The U.K.'s sewage crisis is ongoing.
Although the U.K.'s Environment Agency (EA) generally allows water companies to release limited amounts of sewage into rivers and streams every year, following only very severe storms to prevent flooding and backups, companies exceeded their allotted amounts by a landslide in 2020. According to The BBC, data shows that there were 403,000 spills in total, equaling out to about 3 million hours, and United Utilities had the longest duration of spills.
Various waterways such as the River Chess — which are home to native species such as the great white egret and brown trout — have been affected by sewage spills consisting of waste, wipes, and condoms. Normally many of these rivers are also open to swimmers, kayakers, paddlers, and dog walkers. Although visitors are prohibited during sewage spills, this still endangers those who visit on a regular basis. That said, it's a messy and smelly situation, which is undoubtedly harming surrounding ecosystems, communities, and beyond.

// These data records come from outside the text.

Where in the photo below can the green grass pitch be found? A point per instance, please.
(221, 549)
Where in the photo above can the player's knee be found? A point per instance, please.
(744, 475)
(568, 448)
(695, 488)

U.K. water companies have been under fire for years now – in 2019, the Consumer Council for Water revealed that water bills are the most common form of debt in Britain among low-income families, according to Consultancy.uk. In the last few years, the number of people that were put on "reduced water bill rates" has risen by about 50 percent. Now, consultants are working with these companies to find ways to improve their rates and services, but it seems as though they are still failing to do so.
Why is sewage being dumped into rivers?
As previously mentioned, water utilities are allowed to dump water in nearby rivers after severe storms. But the number went up by about 37 percent from 2019 to 2020 — why? According to The Guardian, increasing populations and climate change means sewage plants will inevitably overflow more frequently. But, plans are being implemented to better monitor sewage discharges. The EA is also calling for investments into better systems, with plans to invest £1.1 billion (about $1.5 billion USD) over the next four years.
Officials also say that two of the most common factors behind a sewage backup are flushing baby wipes and pouring grease down the sink. So, short term, residents should monitor what they flush down the toilet and pour down the sink. Meanwhile, U.K. residents should continue to advocate for better water and sewage systems, and do everything they can to curb climate change, to ultimately mitigate the effects of these severe storms.